- Karmegh Location within Bihar Karmegh Location within India
- Coordinates: 26°31′31″N 86°25′58″E﻿ / ﻿26.52528°N 86.43278°E
- Country: India
- State: Bihar
- District: Madhubani
- Block: Laukaha

Government
- • Type: Sarpanch

Area
- • Total: 38.76 km^{2} (14.97 sq mi)
- Elevation: 81 m (266 ft)

Population (2011)
- • Total: 39,855
- • Density: 1,028/km^{2} (2,663/sq mi)

Languages
- • Official: Hindi, Maithili
- • Other: Urdu, English
- Time zone: UTC+5:30 (IST)
- PIN: 847421
- STD code: 06277
- Vehicle registration: BR-32

= Karmegh =

Village in Bihar, India

Karmegh is a former village in Laukaha Block, Madhubani District, Bihar, India. It is situated near the border with Nepal, about 39 kilometres northeast of the district capital Madhubani, and 7 kilometres southwest of the subdistrict capital Laukaha. In 2011, there are 39,855 people residing within the village.

== Geography ==
Karmegh is located on the west of Bhuthi Balan River. Bihar State Highway 51 passes through the village.

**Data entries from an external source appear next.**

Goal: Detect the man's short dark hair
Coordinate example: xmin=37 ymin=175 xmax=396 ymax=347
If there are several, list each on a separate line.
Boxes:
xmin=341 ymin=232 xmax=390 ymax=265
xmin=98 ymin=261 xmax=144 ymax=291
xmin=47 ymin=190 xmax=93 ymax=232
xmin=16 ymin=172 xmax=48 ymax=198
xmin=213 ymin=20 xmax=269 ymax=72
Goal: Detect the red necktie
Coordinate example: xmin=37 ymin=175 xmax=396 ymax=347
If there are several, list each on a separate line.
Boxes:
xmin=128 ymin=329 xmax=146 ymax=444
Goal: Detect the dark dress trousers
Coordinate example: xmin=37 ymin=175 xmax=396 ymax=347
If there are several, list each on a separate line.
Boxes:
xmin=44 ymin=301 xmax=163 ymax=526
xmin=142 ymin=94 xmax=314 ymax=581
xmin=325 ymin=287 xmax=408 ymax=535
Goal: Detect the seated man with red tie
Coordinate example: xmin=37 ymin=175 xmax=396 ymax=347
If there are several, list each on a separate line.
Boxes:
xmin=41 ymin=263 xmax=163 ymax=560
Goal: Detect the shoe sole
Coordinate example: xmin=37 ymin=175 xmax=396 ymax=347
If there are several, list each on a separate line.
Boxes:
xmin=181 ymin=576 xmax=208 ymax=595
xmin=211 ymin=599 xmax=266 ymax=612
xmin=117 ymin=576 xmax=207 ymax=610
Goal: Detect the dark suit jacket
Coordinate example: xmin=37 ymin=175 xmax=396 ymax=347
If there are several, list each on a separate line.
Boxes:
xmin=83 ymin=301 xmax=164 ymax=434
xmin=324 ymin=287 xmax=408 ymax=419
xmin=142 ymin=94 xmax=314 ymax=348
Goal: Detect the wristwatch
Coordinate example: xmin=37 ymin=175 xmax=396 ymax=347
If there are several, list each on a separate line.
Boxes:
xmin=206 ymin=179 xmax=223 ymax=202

It has a total area of 3875.71 hectares.

== Demographics ==
According to the 2011 Census of India, it has 7,652 households. Out of the 39,855 residents, 20,448 men and 19,407 women. The literacy rate is 47.72%, with 12,224 of the male population and 6,794 of the female population being literate. The census location code of Karmegh is 219986.